Tak disangkal Bu-siong termasuk manusia semacam ini.
Dia telah mengambil keputusan, dia bertekad akan
menghabisi nyawa Siau-hong di ujung pukulannya,
bayangan gelap yang menyelimuti hatinya hanya bisa
terusir dan buyar karena "kematian".
Selangkah demi selangkah Siau-hong bergerak mundur.
Dia tak mampu menghadapi sepasang telapak tangan
Bu-siong, karena itu tubuhnya hanya bisa mundur, mundur
sampai tak dapat mundur lagi.
Kini dia sudah mundur hingga tak dapat mundur lagi.
Dia telah mundur hingga ke bawah sebatang pohon
kering, pohon lapuk yang tumbang telah menghadang jalan
mundurnya. Pohon tua, lapuk dan mati, begitu juga dengan
manusia. Pada saat yang amat kritis itulah, tiba-tiba terlintas satu
ingatan di dalam benaknya, sesaat menjelang tibanya mati
dan hidup, terkadang merupakan saat pikiran manusia
paling jeli dan tajam.
Pedang hati. Tiba-tiba saja ia teringat perkataan Tokko Ci.
Biarpun dalam genggamanmu terdapat pedang tajam
yang mampu memutuskan bulu dan rambut, namun selama
hatimu tiada pedang, maka pedang yang berada dalam
genggamanmu tak lebih hanya sebilah pedang rongsok.
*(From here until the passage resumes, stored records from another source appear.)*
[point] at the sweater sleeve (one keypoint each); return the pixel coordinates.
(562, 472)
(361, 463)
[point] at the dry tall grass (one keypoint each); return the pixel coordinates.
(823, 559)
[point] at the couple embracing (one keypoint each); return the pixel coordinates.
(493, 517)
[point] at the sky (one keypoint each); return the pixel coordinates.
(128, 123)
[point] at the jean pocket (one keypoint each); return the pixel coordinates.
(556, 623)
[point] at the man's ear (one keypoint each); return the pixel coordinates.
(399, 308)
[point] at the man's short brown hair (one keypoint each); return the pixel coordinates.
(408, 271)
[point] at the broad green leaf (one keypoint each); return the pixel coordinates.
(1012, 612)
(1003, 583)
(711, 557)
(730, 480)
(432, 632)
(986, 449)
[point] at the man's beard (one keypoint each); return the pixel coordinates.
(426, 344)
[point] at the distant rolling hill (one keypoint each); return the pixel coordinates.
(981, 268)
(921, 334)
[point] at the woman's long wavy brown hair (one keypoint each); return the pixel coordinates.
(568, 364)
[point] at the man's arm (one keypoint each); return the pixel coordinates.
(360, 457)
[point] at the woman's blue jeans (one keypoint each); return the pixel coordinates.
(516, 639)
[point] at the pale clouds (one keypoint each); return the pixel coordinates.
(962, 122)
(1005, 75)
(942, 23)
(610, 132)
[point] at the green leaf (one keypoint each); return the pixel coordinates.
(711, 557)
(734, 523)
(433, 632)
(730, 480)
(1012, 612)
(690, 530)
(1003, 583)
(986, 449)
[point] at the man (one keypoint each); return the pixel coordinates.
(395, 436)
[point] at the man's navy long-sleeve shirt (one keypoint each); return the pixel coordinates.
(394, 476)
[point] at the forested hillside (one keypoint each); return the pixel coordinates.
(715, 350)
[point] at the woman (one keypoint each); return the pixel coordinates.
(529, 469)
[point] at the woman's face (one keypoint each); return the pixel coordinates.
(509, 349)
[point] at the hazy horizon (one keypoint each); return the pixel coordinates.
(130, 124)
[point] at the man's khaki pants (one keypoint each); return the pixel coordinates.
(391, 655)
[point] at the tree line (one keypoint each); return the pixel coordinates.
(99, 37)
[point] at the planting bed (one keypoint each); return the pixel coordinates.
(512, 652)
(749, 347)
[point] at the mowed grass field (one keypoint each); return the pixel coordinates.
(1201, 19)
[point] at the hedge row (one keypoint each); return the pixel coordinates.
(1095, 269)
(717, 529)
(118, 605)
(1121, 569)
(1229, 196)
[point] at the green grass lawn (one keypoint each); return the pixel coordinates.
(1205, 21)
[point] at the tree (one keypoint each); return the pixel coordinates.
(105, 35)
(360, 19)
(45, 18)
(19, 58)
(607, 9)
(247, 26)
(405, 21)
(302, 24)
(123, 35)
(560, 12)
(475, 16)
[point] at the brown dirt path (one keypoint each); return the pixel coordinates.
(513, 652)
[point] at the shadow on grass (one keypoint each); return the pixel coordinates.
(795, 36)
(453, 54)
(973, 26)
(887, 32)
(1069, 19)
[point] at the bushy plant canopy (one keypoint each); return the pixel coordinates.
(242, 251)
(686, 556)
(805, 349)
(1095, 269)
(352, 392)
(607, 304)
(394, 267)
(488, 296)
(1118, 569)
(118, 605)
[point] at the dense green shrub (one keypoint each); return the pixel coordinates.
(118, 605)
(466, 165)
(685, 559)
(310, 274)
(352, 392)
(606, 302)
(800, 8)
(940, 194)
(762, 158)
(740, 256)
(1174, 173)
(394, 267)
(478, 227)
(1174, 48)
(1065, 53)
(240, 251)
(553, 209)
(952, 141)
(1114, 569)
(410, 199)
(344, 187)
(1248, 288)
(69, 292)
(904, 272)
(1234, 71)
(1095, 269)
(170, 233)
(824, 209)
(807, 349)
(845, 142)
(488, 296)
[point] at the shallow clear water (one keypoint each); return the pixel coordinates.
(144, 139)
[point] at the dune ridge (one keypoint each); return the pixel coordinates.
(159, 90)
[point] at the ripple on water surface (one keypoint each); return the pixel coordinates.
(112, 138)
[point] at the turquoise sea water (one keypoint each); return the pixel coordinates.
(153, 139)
Inilah teori ilmu pedang tingkat tinggi, bila teori ini
diurai dengan menggunakan cara lain maka maknanya
tetap akan sama.
Biarpun dalam genggamanmu tak terdapat pedang,
namun bila dalam hatimu terdapat pedang, biar sebuah besi
rongsok pun sama saja dapat berubah menjadi senjata tajam
yang mematikan.
Dalam pada itu pihak lawan telah berjalan makin dekat.
Tiba-tiba Bu-siong mengeluarkan bunyi raungan singa
yang rendah tapi berat, mendadak pakaian yang dikenakan
mulai bergoyang dan bergetar keras walau tidak terhembus
angin. Dia telah mengerahkan segenap tenaga yang dimilikinya
dan siap melancarkan gempuran yang mematikan.
Kini telapak tangan darahnya telah melancarkan
gempuran maha dahsyat.
Pada saat bersamaan tiba-tiba Siau-hong membalikkan
tangan mematahkan sebatang ranting kayu, perlahan-lahan
ditusukkan ke depan.
Dalam sekejap ranting kayu itu sudah bukan ranting
kayu biasa, ranting itu telah berubah menjadi sebilah
pedang. Sebilah pedang tajam yang dapat mencabut nyawa siapa
pun. Karena di dalam hati dia sudah tidak menganggap
ranting kayu itu sebagai sebatang ranting, melainkan telah
menganggapnya sebagai sebilah pedang, dan seluruh
pikiran serta niatnya telah menganggap ranting itu sebagai
pedang, seluruh tenaga dan kekuatan yang dimilikinya telah
disalurkan ke atas "pedang" itu.
Biarpun "pedang" itu tampak kosong dan maya, akan
tetapi begitu "pedang" itu ditusukkan ke depan, telapak
tangan darah Bu-siong segera tertusuk tembus hingga
muncul lubang luka yang besar.
Menggunakan kesempatan itu, lagi-lagi tangannya
menyerong ke samping sambil melepaskan sebuah tusukan
lagi, kali ini "pedang"nya menusuk mata Bu-siong.
Dalam sekejap telapak tangan darah Bu-siong telah
tertancap menjadi satu dengan matanya, terpaku oleh
tusukan batang ranting itu.
Darah segar segera berhamburan ke mana-mana,
tubuhnya roboh terkapar, roboh untuk tak bergerak lagi.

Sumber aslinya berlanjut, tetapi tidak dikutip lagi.